Lapsus et langues bifurquées. Depuis plusieurs mois, des rumeurs circulent sur le départ de Didier Lallement de la préfecture de police de Paris, où il occupait le poste de préfet depuis début 2019 après le limogeage de son prédécesseur Michel Delpuech, mis en cause dans sa gestion de la crise. Paris.
A plusieurs reprises, selon les proches du haut fonctionnaire, c’est le préfet de police de Paris lui-même qui a exprimé son désir de partir, et de prendre sa retraite à la fin de l’été, juste avant son 66e anniversaire. Mais ce mercredi 6 juillet, c’est la présidente de la région Ile-de-France Valérie Pécresse qui a publiquement évoqué son départ.
Alors qu’il présidait le conseil régional devant les élus d’Ile-de-France, l’ancien candidat à la présidentielle a déclaré qu'”en matière de sécurité”, il faudrait encore “attendre la nomination du nouveau préfet de police”. Feignant d’ignorer que ces informations étaient confidentielles, il a finalement affirmé « ne pas être dans le secret des dieux ».

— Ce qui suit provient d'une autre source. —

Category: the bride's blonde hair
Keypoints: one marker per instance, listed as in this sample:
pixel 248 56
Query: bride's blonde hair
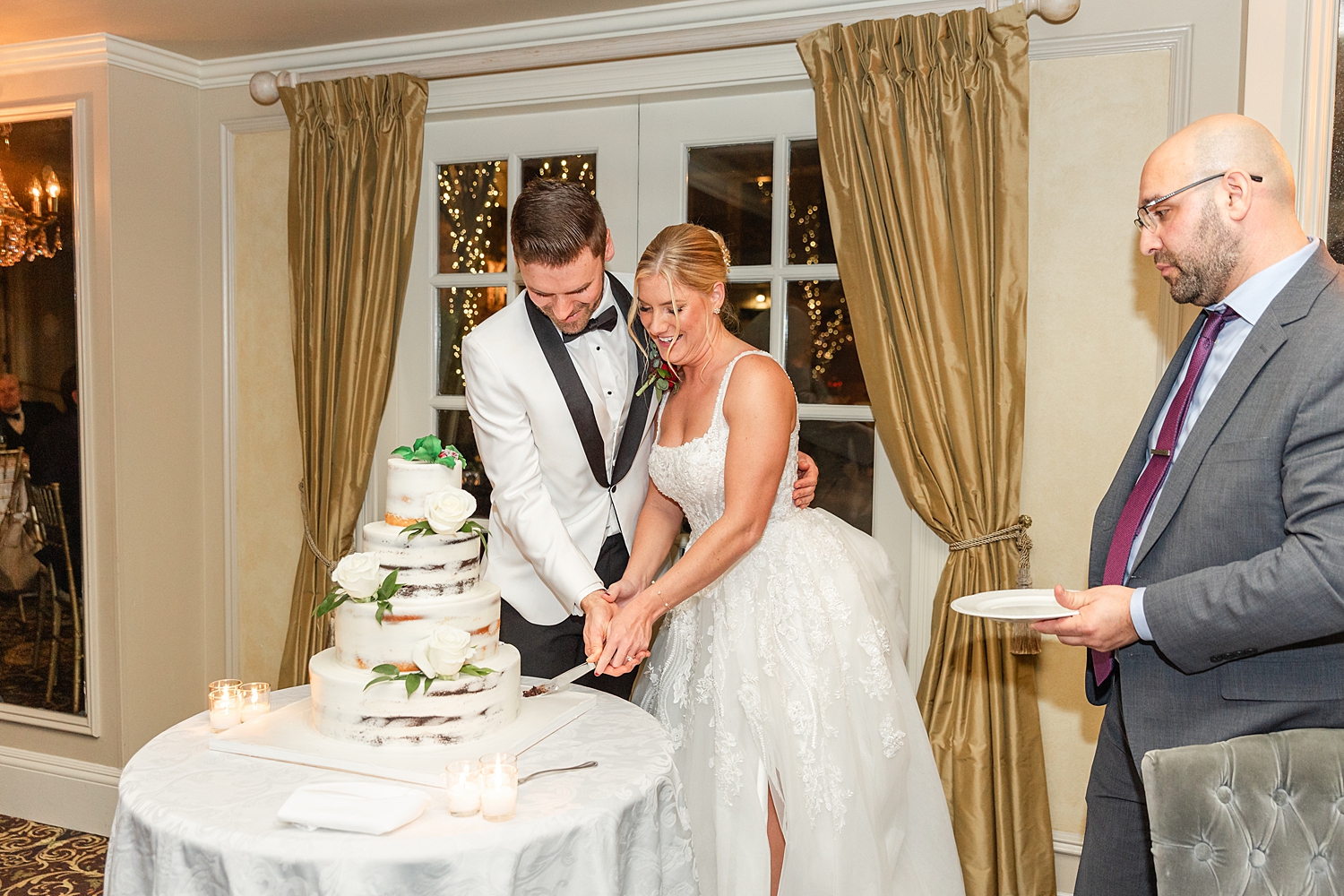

Le bal du siècle ? Pas vraiment s’il faut en croire les élus de Paris et d’Ile-de-France, qui ont tous plus ou moins entendu parler de la volonté de changement de Didier Lallement. “Pardonnez au préfet Lallement si je l’ai enterré trop vite”, s’est tout de même excusée Valérie Pécresse, ne semblant pas vraiment gênée par la situation.

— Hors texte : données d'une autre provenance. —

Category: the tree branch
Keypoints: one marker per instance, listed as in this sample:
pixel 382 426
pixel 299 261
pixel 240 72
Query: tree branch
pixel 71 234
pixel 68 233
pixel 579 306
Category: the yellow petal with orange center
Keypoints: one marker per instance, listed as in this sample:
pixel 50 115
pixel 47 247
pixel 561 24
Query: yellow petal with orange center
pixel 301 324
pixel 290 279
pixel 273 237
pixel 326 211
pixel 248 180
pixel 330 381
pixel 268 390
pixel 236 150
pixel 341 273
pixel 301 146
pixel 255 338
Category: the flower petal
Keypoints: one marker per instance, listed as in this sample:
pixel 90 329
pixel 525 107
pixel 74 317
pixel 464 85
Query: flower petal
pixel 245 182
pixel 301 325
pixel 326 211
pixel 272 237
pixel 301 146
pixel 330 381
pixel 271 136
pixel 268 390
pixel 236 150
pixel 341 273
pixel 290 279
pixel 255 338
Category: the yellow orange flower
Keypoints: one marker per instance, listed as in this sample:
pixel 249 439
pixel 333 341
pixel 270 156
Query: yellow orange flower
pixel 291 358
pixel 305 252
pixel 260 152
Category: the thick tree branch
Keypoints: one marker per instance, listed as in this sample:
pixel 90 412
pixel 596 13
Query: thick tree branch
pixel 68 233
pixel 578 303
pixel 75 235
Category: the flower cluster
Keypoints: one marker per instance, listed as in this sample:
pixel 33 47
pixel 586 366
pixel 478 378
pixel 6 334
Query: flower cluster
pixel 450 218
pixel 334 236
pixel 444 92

Vous avez déjà un pied dehors ?
Mais si tout le monde semble être au courant de cette sortie imminente, d’autres sont fâchés de voir le préfet de police de Paris les abonnés absents. Au premier rang se trouve la maire de la capitale, Anne Hidalgo, qui a regretté son absence du Conseil de Paris mercredi, alors qu’il doit se présenter pour répondre aux questions des élus.

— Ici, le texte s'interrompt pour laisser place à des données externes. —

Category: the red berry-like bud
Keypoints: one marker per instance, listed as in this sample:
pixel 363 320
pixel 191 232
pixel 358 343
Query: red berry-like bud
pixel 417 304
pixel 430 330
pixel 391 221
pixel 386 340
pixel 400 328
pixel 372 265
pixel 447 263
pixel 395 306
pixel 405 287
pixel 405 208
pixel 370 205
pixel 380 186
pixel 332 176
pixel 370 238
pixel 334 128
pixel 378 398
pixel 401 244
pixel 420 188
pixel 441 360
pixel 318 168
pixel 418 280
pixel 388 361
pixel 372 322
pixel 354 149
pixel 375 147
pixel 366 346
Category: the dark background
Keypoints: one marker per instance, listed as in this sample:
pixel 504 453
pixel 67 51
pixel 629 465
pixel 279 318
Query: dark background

L’édile parisien s’est d’ailleurs empressé d’exprimer son “indignation”, jugeant “incompréhensible” et “surtout inélégant” que ce représentant de l’Etat, qui “s’est excusé du Covid”, n’ait pas participé au Conseil de Paris. Et cela, même si elle affirme l’avoir invité à le faire par visioconférence.
Des lamentations également exprimées par d’autres élus à Paris, comme Raphaëlle Rémy-Leleu, élue écologiste au Centre de Paris, qui a même appelé à la démission de Didier Lallement. “Ce n’est pas la première fois que le groupe écologiste remet en cause le positionnement institutionnel de la préfecture de police, un problème renforcé par la manière dont Didier Lallement choisit de (ne) pas exercer ses fonctions”, a-t-il déclaré.